Ironman 70.3 Warschau am 05.09.2021

Mit dem Sonderzug aus Warschau.


Ein Bericht von André

Renntag: Am Sonntagmorgen brachte uns der 6-Uhr-Sonderzug vom Warschauer Bahnhof zum Vorort Nieporęt. Von dort aus ging es mit dem Bus in die Wechselzone (T1) Promenade vom Stausee in Rynia, neben der Startzone.
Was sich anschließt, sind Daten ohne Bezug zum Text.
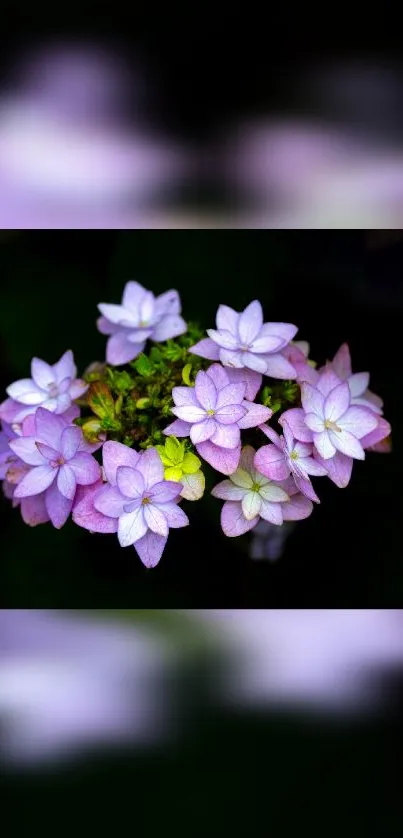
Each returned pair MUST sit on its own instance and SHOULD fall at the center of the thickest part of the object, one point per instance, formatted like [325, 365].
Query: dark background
[336, 286]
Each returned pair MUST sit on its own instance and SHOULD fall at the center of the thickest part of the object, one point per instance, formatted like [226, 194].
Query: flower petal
[348, 444]
[233, 521]
[130, 482]
[271, 462]
[58, 507]
[324, 445]
[66, 482]
[70, 441]
[132, 526]
[115, 454]
[35, 481]
[150, 548]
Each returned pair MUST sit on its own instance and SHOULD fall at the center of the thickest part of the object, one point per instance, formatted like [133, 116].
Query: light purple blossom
[241, 339]
[140, 317]
[51, 387]
[59, 460]
[328, 419]
[288, 456]
[137, 499]
[213, 413]
[250, 496]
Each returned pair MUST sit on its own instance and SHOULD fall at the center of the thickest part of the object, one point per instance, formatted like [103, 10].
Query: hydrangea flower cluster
[120, 449]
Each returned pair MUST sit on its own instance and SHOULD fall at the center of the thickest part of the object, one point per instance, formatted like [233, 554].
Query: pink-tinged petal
[311, 466]
[86, 469]
[170, 326]
[33, 510]
[358, 421]
[230, 413]
[202, 431]
[324, 445]
[35, 481]
[155, 519]
[348, 444]
[167, 303]
[224, 460]
[251, 379]
[165, 491]
[231, 358]
[381, 432]
[254, 362]
[226, 436]
[272, 512]
[151, 467]
[219, 375]
[109, 501]
[65, 368]
[114, 455]
[119, 315]
[339, 468]
[120, 351]
[86, 515]
[342, 362]
[337, 402]
[327, 381]
[295, 419]
[314, 423]
[278, 367]
[70, 441]
[230, 394]
[66, 482]
[233, 521]
[49, 428]
[358, 383]
[26, 449]
[132, 526]
[268, 343]
[190, 413]
[312, 400]
[133, 294]
[305, 486]
[58, 506]
[271, 462]
[226, 490]
[178, 428]
[26, 392]
[250, 322]
[150, 548]
[184, 396]
[223, 339]
[205, 390]
[272, 435]
[130, 482]
[174, 515]
[42, 373]
[78, 388]
[206, 348]
[256, 415]
[297, 508]
[227, 318]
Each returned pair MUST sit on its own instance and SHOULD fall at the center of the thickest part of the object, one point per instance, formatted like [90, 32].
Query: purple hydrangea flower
[288, 456]
[243, 340]
[137, 499]
[59, 460]
[139, 317]
[212, 413]
[250, 496]
[51, 387]
[328, 419]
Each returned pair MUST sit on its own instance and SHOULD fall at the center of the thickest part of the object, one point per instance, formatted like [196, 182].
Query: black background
[336, 286]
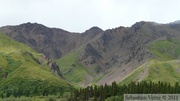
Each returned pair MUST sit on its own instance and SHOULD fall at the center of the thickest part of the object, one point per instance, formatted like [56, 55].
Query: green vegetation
[115, 92]
[165, 49]
[22, 73]
[71, 68]
[164, 67]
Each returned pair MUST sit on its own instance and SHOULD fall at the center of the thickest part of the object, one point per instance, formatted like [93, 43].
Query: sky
[80, 15]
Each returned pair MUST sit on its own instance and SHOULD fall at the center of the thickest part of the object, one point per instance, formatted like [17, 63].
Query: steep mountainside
[23, 69]
[98, 56]
[53, 42]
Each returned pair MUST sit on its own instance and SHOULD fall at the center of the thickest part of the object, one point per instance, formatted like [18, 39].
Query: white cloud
[79, 15]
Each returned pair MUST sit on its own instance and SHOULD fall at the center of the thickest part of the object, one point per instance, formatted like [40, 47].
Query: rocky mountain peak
[94, 29]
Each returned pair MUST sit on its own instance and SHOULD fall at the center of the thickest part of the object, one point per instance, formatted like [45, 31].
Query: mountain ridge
[108, 55]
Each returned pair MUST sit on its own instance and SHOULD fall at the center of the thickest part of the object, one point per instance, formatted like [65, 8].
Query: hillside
[22, 69]
[97, 56]
[163, 67]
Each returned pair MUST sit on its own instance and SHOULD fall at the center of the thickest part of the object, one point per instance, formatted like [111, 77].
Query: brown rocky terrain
[114, 52]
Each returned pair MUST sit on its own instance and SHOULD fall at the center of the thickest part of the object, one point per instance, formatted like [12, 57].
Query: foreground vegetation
[115, 92]
[24, 72]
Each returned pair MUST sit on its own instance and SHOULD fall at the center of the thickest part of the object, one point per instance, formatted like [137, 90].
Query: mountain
[25, 71]
[97, 56]
[53, 42]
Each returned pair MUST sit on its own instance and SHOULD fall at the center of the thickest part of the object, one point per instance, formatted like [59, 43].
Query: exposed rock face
[55, 68]
[119, 50]
[52, 42]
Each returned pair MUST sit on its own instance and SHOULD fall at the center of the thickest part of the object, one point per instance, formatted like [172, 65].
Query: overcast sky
[80, 15]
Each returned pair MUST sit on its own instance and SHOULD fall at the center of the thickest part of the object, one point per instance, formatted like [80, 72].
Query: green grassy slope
[72, 69]
[19, 68]
[164, 67]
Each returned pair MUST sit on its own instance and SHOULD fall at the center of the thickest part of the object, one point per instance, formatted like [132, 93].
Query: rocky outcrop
[52, 42]
[55, 69]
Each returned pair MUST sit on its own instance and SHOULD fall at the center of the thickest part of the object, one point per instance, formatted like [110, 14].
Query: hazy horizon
[80, 15]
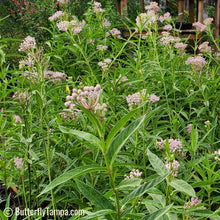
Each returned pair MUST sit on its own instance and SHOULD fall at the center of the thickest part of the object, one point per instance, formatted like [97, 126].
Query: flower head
[134, 174]
[174, 144]
[28, 43]
[208, 21]
[197, 63]
[18, 162]
[204, 47]
[153, 6]
[173, 167]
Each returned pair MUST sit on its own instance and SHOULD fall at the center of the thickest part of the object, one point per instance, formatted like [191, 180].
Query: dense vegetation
[121, 127]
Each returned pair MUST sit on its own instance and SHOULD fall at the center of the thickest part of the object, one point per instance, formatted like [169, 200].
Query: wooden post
[200, 10]
[217, 21]
[122, 6]
[191, 11]
[181, 10]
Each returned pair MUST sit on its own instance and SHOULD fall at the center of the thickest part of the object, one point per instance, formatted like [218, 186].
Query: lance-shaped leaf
[72, 174]
[120, 124]
[121, 139]
[117, 143]
[98, 214]
[157, 163]
[90, 138]
[95, 197]
[182, 186]
[143, 189]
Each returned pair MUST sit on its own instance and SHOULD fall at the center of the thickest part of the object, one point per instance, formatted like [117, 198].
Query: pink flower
[180, 46]
[174, 144]
[28, 43]
[173, 167]
[63, 25]
[18, 162]
[101, 47]
[56, 16]
[189, 128]
[107, 23]
[208, 21]
[17, 119]
[166, 16]
[153, 6]
[134, 174]
[199, 26]
[97, 7]
[194, 202]
[204, 48]
[153, 98]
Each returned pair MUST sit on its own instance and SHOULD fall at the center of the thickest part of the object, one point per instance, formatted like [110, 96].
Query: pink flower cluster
[197, 63]
[104, 64]
[56, 16]
[189, 128]
[199, 26]
[22, 97]
[168, 27]
[74, 26]
[139, 97]
[204, 47]
[101, 47]
[28, 43]
[100, 109]
[164, 17]
[174, 144]
[208, 21]
[136, 98]
[18, 162]
[194, 202]
[107, 23]
[114, 32]
[181, 48]
[17, 119]
[62, 1]
[29, 61]
[133, 174]
[97, 7]
[217, 155]
[55, 76]
[169, 39]
[172, 167]
[145, 19]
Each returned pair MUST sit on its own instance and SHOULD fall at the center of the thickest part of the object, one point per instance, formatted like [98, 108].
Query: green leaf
[98, 214]
[121, 139]
[129, 183]
[95, 196]
[119, 125]
[90, 138]
[182, 186]
[143, 189]
[96, 123]
[204, 213]
[71, 174]
[158, 214]
[2, 216]
[157, 163]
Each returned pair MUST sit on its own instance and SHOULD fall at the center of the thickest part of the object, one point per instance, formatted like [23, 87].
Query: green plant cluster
[122, 127]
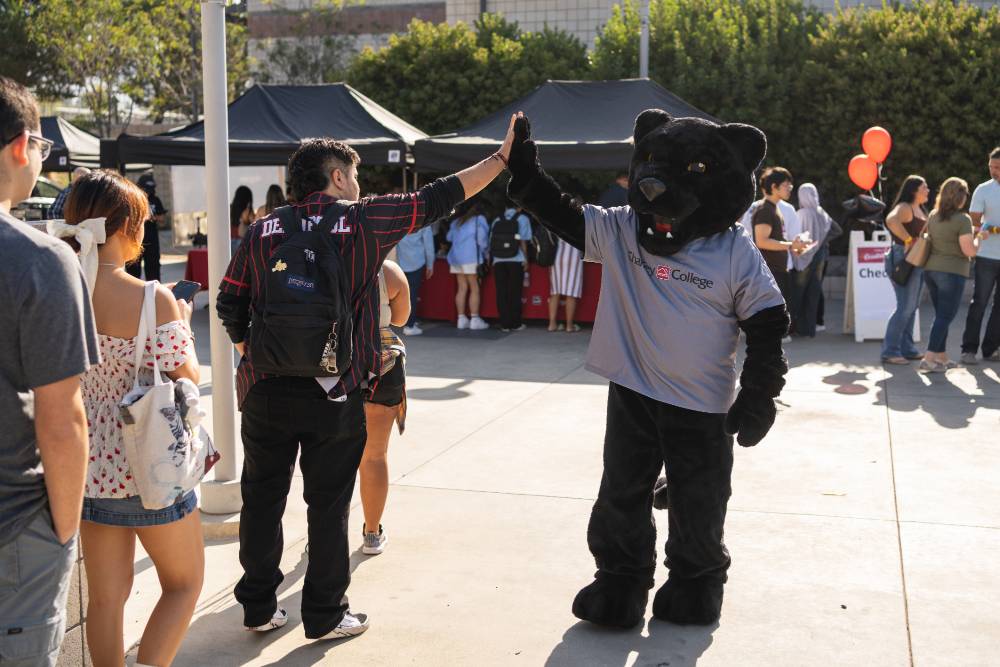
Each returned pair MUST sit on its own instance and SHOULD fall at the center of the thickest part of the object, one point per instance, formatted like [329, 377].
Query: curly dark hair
[18, 110]
[310, 166]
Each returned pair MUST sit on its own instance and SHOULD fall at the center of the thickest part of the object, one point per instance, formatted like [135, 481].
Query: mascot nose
[652, 188]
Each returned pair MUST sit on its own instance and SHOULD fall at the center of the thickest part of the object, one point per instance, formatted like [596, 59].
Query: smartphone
[186, 289]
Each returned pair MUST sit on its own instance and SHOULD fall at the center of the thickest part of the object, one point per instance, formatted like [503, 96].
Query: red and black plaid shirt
[372, 227]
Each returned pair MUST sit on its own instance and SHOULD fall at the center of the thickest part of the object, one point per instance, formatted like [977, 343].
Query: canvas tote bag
[167, 449]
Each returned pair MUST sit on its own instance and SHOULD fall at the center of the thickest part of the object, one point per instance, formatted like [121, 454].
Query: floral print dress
[104, 386]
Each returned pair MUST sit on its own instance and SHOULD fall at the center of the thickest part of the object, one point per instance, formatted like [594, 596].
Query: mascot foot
[661, 494]
[618, 602]
[689, 602]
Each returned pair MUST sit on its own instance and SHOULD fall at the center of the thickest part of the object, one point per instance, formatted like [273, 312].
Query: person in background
[55, 211]
[240, 216]
[469, 238]
[274, 198]
[811, 264]
[113, 210]
[565, 281]
[617, 192]
[953, 245]
[415, 254]
[985, 212]
[150, 259]
[906, 220]
[512, 226]
[386, 406]
[47, 342]
[769, 231]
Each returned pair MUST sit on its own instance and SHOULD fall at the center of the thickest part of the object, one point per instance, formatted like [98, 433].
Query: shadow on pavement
[948, 404]
[665, 644]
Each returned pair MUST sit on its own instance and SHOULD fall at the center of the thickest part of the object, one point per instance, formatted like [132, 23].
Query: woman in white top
[113, 515]
[386, 406]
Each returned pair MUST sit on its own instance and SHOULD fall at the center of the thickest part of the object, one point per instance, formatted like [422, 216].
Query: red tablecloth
[197, 267]
[437, 295]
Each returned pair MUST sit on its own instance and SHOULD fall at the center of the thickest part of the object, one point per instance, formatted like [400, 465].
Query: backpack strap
[291, 223]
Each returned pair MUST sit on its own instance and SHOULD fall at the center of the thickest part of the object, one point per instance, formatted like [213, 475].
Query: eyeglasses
[44, 145]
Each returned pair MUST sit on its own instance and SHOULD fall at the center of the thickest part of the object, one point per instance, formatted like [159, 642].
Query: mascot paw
[661, 494]
[618, 602]
[691, 602]
[751, 416]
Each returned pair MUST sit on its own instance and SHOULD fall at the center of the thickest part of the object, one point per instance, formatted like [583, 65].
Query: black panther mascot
[680, 279]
Beim Eintreffen, so gegen 07.00 Uhr lag die Außentemperatur gerade einmal bei 10 Grad 🥶 und auch die Wassertemperatur von 16 Grad war nicht unbedingt motivierend.

Aber das sollte mich nicht von meinem Vorhaben abhalten, denn ich hatte mich lange auf diesen Wettkampf vorbereitet, und dieser wurde ja schon von Juni auf September verschoben.

Der erste Start des Tages erfolgte um 07.20 Uhr. Ca. 700 Starter*innen wurden mittels Rolling Start auf die Kurzdistanz geschickt.

Ich selbst konnte mich zu diesem Zeitpunkt ruhig auf meinen Start vorbereiten, die Sachen sortieren und das Rad noch ein letztes Mal checken, welches ich am Vortag in der T1 abgegeben hatte.

Pünktlich um 08.30 Uhr gingen dann die Profis Männer und 5 Minuten später die Profis Frauen an den Start. Darunter einige Deutsche, wie Horst Reichel und Alexander Schilling.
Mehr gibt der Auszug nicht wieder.